Pulling a rented car onto the road's red gravel shoulder, I stepped
over one of the string borders. Then I walked parallel to Route 4 for a
few hundred feet until I hit a chain-link fence.

I had come to the perimeter of Technical Area 33, one of the facilities
Ambrosiano said was "secure." Officially, TA-33 is described only as a
"former explosives testing area." According to lab sources, however,
TA-33's collection of prefabricated shacks and converted trailers is
one of Los Alamos' most secret sections, focused in part on "black," or
covert, operations. Nine tons of uranium-contaminated soil was removed
from the area in 1999.

Imagine my wide-eyed surprise when I saw that the fence surrounding
TA-33 ended only a few dozen yards from the road. Heart pounding, I
stepped around the perimeter. Stopping at a decrepit barbed-wire fence
outlining TA-33's rear, I swung my legs over, one at a time.

And I was in.

I could see a police-style vehicle with at least one guard in it just a
few hundred feet away. But the car's occupants were oblivious to my
presence. I strolled up to a silver building. Its windows were open.
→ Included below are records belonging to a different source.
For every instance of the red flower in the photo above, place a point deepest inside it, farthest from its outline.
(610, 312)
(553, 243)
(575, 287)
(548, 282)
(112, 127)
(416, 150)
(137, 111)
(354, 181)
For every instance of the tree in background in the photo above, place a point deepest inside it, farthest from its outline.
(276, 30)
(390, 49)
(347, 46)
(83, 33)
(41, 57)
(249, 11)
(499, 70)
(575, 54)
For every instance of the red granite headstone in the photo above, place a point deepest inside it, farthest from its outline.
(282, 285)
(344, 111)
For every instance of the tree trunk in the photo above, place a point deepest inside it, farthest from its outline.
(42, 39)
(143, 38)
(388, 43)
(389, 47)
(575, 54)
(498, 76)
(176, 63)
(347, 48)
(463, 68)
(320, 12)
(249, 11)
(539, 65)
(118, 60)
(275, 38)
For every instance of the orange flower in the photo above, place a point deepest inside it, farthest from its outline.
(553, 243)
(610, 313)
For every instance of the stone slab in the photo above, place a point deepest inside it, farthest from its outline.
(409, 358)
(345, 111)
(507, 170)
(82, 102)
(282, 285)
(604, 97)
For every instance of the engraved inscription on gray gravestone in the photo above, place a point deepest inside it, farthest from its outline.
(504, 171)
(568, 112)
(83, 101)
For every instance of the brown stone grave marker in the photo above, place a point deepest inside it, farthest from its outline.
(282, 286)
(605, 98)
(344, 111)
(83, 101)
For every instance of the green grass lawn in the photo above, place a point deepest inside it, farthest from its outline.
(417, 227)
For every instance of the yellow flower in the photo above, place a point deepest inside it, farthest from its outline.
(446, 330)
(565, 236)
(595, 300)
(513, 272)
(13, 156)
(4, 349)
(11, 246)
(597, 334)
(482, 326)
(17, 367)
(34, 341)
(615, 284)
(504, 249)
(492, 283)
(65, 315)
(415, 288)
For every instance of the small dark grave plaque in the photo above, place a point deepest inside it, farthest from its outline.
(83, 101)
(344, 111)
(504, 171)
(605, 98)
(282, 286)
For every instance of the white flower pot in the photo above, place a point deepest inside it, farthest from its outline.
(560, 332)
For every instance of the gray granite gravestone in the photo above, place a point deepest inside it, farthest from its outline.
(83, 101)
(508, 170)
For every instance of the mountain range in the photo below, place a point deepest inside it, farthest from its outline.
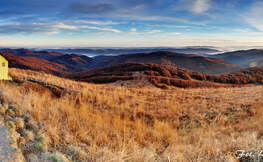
(70, 63)
(245, 58)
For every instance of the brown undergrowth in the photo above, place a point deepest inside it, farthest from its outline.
(106, 123)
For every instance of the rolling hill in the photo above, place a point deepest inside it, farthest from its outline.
(188, 61)
(74, 60)
(187, 50)
(38, 64)
(160, 75)
(29, 53)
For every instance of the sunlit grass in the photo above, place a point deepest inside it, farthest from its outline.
(140, 124)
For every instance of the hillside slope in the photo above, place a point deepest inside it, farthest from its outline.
(74, 60)
(187, 61)
(38, 64)
(159, 74)
(29, 53)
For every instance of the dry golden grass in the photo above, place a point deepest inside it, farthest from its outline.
(140, 124)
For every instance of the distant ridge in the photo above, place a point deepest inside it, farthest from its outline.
(162, 76)
(38, 64)
(188, 61)
(243, 57)
(29, 53)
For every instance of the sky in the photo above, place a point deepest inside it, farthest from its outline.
(130, 23)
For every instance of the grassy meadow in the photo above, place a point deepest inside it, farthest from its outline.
(90, 122)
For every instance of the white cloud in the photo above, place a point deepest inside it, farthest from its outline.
(154, 31)
(93, 22)
(176, 33)
(200, 6)
(254, 17)
(138, 7)
(103, 29)
(63, 26)
(242, 30)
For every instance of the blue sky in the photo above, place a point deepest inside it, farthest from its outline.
(130, 23)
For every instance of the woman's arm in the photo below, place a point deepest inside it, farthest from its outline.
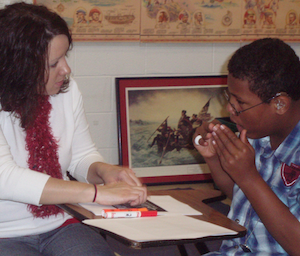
(58, 191)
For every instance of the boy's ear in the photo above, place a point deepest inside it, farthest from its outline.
(282, 104)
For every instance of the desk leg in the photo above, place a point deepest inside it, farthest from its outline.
(202, 248)
(182, 250)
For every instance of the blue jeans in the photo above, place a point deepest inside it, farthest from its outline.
(71, 240)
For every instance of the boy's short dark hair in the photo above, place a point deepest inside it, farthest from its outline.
(270, 66)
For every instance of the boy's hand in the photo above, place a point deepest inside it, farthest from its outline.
(236, 155)
(202, 140)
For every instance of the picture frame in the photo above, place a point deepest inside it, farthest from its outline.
(156, 121)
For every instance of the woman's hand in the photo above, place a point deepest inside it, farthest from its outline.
(121, 193)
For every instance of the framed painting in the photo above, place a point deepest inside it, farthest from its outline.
(157, 117)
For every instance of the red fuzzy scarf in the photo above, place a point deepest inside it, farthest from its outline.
(43, 156)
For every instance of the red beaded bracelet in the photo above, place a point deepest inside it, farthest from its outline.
(95, 186)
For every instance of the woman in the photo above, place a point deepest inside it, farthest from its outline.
(43, 123)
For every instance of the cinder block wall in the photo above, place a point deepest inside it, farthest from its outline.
(95, 65)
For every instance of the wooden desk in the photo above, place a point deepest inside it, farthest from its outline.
(194, 198)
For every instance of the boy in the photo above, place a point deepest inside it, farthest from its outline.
(259, 175)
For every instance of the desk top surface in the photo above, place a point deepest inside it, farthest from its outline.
(192, 197)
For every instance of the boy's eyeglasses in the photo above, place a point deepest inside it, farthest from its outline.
(228, 96)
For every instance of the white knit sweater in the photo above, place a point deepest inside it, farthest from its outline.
(20, 186)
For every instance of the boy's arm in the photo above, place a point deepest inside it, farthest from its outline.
(222, 180)
(237, 158)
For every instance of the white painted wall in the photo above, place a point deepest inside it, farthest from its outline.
(95, 65)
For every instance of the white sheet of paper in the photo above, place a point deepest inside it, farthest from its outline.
(160, 228)
(173, 206)
(170, 204)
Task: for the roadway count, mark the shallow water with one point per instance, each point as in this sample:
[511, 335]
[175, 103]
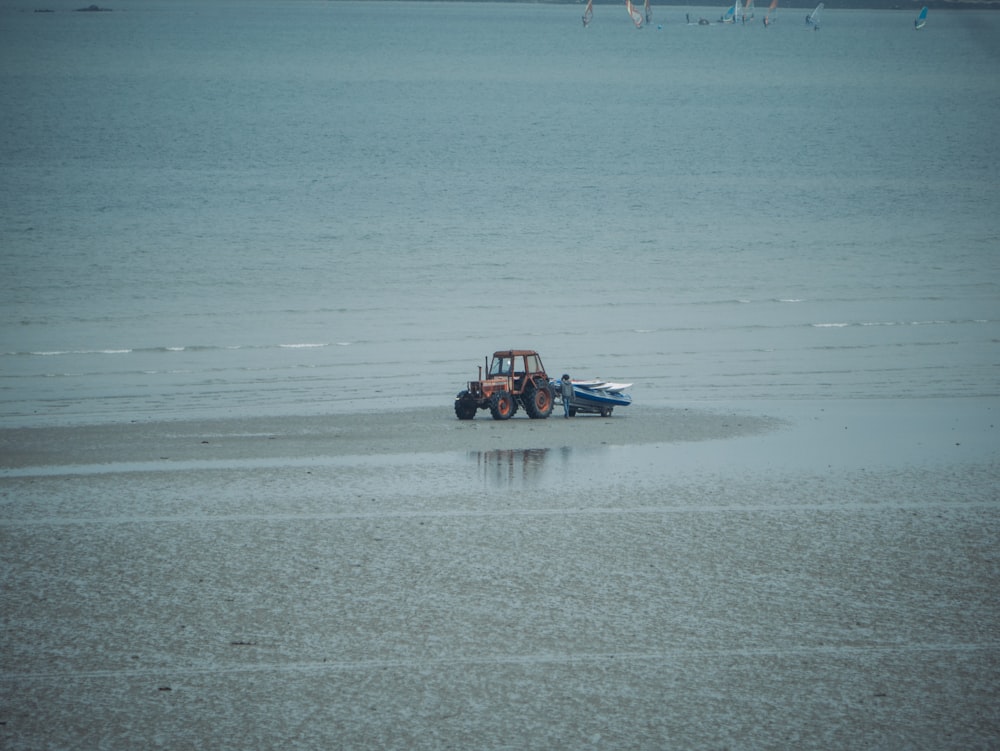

TA-33, isolated on the lab's southern extremity, has become the
epicenter of controversy in recent months. According to a search
warrant filed by the FBI, it was here that maintenance managers Peter
Bussolini and Scott Alexander allegedly stored tens of thousands of
dollars' worth of camping gear and consumer electronics they
fraudulently charged to lab accounts.

These purchases helped ignite a conflagration of controversy, which was
stoked when investigators Steven Doran and Glenn Walp were fired after
they shared the results of their inquiries with Energy Department
officials. Los Alamos director John Browne was forced to resign shortly
thereafter.

Now, after 60 years, the University of California's contract to operate
Los Alamos on behalf of the Energy Department is being called into
question. Congressional hearings into Los Alamos' management begin
Wednesday. These inquiries will include "tough questions" about Los
Alamos' security, according to the Energy Department.

But it will likely take more than tough questions to fix security
snafus at the facility.

Last summer, on a nighttime stakeout, Doran said he and a team of FBI
agents were accidentally locked into the TA-33 complex. Without
identifying themselves, they asked a guard to open the gate and let
them out. The guard complied without question -- he didn't even ask for
an ID. Unfamiliar faces emerging from a top-secret facility late at
night was, apparently, not cause for concern.

The main entrances to Los Alamos are only marginally better defended
than TA-33's back acreage. The military-like guards keeping watch at
these points certainly look fierce in camouflage paints and black
bulletproof vests. But there's little to back up the image. Their belts
have gun holsters, but no guns to fill them.

Around facilities like the biology lab, where anthrax and other
biotoxins have been handled, no sentries stand guard at all. Nor is
there any kind of fence to keep the curious and the malicious away --
not even a piece of string.

"Before I got to Los Alamos, I figured it would have at least the
(security) level of a military base," Doran said. "Now I know better."